03 The impact of SEC regulation on the crypto market
Every decision made by the SEC triggers a ripple effect in the crypto market. After the SEC dropped the case against Gate, the platform’s main token showed a significant price rebound.
According to market data, the price of the token has increased by 14% in the past 24 hours and by 50% in the past week.
Despite going through a lengthy legal process, the current trading price of the token is about 0.2% of its all-time high, but the recent legal resolution provides a positive sign for its recovery.
The SEC’s regulatory stance directly affects the sentiment of the entire crypto market. When the SEC takes action against a project, it often triggers market panic; whereas when it clarifies its position or drops litigation, it may boost market confidence.
From the Gate case, we can see the importance of legal clarity for encryption projects. The founder of Gate emphasized that this outcome brings clarity to regulation, placing Gate’s projects in a uniquely advantageous position in the crypto market.
04 How do crypto projects respond to SEC regulation?
In the face of regulatory pressure from the SEC, cryptocurrency projects can adopt various strategies to ensure compliance:
First, conduct a thorough legal analysis to assess whether the token may be classified as a security. This involves carefully analyzing the economic structure, marketing methods, and functions of the token.
Secondly, maintain transparency and full disclosure. Even if you choose not to register with the SEC, you should clearly inform potential investors of the relevant risks and regulatory status.

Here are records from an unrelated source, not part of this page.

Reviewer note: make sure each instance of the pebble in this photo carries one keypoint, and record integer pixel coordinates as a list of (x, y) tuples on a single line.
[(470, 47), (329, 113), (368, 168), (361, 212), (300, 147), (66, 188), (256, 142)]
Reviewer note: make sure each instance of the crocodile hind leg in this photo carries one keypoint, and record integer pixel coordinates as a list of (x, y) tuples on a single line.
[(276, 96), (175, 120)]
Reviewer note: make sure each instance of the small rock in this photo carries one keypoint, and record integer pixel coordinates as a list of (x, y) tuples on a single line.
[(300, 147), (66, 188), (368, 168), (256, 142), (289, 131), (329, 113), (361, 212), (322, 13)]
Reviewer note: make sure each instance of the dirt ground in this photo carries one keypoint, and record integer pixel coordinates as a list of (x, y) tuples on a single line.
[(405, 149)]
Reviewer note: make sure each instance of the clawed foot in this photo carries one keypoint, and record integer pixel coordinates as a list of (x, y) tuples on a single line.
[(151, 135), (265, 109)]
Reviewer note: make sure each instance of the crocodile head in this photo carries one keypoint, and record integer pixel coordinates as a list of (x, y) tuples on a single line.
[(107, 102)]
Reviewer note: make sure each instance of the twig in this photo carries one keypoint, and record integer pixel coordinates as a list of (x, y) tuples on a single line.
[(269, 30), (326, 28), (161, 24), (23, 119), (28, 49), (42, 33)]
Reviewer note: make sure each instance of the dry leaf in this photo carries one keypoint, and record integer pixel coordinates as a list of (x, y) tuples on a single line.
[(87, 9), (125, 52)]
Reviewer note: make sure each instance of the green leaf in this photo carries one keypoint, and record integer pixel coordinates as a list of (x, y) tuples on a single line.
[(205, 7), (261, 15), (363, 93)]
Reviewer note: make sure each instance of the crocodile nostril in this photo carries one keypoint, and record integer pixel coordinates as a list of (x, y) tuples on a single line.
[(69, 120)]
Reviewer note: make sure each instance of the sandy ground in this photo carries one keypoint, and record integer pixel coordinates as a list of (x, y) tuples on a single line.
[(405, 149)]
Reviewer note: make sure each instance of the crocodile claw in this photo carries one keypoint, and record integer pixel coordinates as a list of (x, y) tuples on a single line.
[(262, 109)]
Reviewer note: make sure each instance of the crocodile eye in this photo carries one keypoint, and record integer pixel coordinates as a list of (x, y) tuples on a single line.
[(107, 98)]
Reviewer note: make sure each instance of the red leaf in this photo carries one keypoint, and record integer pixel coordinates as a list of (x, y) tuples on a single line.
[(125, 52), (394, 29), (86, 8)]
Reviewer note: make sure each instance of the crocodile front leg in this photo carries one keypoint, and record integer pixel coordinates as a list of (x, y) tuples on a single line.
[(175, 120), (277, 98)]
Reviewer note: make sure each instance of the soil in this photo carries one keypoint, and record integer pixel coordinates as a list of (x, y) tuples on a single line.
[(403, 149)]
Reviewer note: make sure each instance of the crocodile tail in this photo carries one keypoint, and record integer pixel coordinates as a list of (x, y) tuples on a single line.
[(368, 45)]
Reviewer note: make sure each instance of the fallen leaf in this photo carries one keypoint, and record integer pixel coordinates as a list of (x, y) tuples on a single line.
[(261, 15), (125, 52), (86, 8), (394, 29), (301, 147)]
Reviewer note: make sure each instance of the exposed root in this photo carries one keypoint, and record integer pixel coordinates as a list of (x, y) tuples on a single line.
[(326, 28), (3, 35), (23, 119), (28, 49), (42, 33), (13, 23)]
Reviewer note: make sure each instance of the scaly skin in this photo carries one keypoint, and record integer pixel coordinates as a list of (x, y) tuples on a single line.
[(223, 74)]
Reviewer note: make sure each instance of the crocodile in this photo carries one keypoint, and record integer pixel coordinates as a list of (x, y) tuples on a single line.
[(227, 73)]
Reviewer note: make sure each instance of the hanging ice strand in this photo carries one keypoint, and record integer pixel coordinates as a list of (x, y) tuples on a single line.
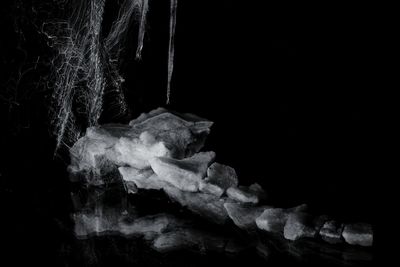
[(142, 27), (171, 51), (79, 71)]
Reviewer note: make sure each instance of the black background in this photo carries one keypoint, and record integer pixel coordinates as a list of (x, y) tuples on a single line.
[(292, 91)]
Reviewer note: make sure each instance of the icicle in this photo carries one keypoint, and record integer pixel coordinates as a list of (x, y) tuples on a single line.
[(172, 24), (142, 27)]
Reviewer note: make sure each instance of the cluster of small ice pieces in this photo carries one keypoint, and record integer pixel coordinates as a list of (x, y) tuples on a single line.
[(160, 150)]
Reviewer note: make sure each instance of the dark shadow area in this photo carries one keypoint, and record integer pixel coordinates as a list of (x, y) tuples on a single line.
[(291, 89)]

In addition, actively participate in regulatory dialogue. More and more crypto projects are beginning to proactively communicate with the SEC, seeking legal clarity and even striving for no-action letters or other guidance.
In the case of Gate, its founder emphasized that "this is the only case where the SEC has lost in every lawsuit, with a comprehensive victory for cryptocurrency, as the court dismissed all charges brought by the SEC." This legal challenge is also a way for projects to respond to SEC regulation.

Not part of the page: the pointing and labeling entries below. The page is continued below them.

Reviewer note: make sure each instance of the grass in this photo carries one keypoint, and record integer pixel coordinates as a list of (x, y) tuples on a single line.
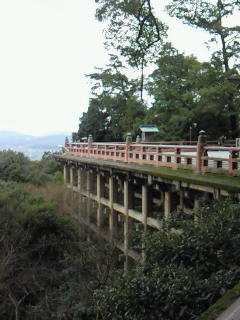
[(222, 304)]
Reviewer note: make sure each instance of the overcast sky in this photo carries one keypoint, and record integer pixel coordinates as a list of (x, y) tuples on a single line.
[(47, 46)]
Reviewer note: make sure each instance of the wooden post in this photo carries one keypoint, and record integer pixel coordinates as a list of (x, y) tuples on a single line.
[(65, 173), (202, 141), (99, 209), (167, 204), (71, 176), (126, 224)]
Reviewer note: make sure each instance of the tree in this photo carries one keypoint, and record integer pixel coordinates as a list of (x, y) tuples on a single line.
[(211, 17), (114, 109), (133, 31), (186, 91)]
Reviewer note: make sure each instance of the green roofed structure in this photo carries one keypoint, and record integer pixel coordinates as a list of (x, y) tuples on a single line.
[(148, 132)]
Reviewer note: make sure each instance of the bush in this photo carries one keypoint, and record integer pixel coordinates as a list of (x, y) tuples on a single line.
[(185, 271)]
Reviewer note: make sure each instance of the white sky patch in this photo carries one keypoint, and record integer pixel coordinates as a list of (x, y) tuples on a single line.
[(47, 47)]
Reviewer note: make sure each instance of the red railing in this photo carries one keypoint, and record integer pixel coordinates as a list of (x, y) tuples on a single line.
[(204, 158)]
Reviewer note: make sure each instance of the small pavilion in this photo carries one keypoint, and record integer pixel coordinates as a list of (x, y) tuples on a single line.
[(148, 132)]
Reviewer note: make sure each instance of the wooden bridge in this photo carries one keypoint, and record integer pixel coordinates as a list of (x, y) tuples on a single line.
[(123, 188)]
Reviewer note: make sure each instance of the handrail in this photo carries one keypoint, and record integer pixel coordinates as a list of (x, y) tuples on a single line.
[(199, 157)]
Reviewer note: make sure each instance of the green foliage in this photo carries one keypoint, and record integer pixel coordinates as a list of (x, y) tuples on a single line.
[(186, 91), (185, 272), (44, 266), (211, 17), (114, 110)]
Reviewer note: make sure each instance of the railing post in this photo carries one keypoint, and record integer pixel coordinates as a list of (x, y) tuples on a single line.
[(127, 147), (202, 141), (90, 141)]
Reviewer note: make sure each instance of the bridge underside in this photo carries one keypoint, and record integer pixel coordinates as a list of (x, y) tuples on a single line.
[(117, 201)]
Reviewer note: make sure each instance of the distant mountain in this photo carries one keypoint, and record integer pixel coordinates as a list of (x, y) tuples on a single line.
[(32, 146)]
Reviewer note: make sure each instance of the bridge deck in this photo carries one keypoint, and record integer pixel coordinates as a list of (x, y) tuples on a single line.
[(207, 179), (201, 158)]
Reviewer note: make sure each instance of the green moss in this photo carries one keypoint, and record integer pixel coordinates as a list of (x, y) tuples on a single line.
[(222, 304)]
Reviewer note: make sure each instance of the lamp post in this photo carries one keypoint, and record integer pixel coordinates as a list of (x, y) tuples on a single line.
[(192, 126)]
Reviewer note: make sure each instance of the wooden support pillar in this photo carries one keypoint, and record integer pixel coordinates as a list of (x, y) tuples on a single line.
[(71, 176), (217, 194), (79, 180), (144, 206), (197, 203), (99, 209), (126, 224), (167, 204), (113, 215), (88, 197), (65, 168), (181, 200)]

05 How should investors view the SEC’s actions?
For cryptocurrency investors, understanding the SEC’s actions and positions is crucial. Here are some key recommendations:
- Pay attention to the official statements and actions of the SEC: this information often foreshadows regulatory trends and can help investors anticipate market fluctuations.
- Assess the project’s compliance attitude: prioritize those projects that actively seek compliance rather than evade regulation.

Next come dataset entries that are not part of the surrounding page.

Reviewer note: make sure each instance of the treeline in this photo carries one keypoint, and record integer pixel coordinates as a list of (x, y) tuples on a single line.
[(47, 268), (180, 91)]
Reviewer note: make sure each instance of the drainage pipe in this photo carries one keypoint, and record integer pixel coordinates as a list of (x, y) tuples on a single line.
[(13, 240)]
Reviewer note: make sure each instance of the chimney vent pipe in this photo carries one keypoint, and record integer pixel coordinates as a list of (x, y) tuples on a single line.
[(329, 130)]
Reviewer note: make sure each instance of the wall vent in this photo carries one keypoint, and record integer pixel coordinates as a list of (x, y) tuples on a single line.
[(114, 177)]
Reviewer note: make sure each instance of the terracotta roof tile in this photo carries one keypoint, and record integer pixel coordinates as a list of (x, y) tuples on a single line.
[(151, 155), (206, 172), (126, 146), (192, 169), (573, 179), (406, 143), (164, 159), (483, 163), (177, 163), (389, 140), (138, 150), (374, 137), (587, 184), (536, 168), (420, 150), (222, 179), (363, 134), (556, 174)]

- Diversified Investment: Regulatory uncertainty still exists, and diversification helps reduce the risk of specific projects being affected by regulations.
- Understanding the Role of Regulatory Protection: Although SEC interventions often trigger short-term market fluctuations, in the long run, a clear regulatory framework is beneficial for the healthy development of the industry.
After the SEC dismissed the case against Gate, the token shows signs of recovery, but investors should always conduct thorough research and consider the inherent risks associated with investing in digital assets.
Future Outlook
As the cryptocurrency sector continues to gain mainstream attention, the role of the SEC will become even more critical. It not only shapes the regulatory environment but also sets a precedent for regulatory bodies in other global markets. For Gate and other crypto projects, navigating this ever-changing regulatory landscape remains a top priority.
In the case of Gate, its founder pointed out that "in this case, the SEC is actually suing the software code itself," which adds an intriguing dimension to how regulators are treating crypto market projects.
In the coming years, how the SEC balances innovation and investor protection will determine the development trajectory of the crypto market in the next phase.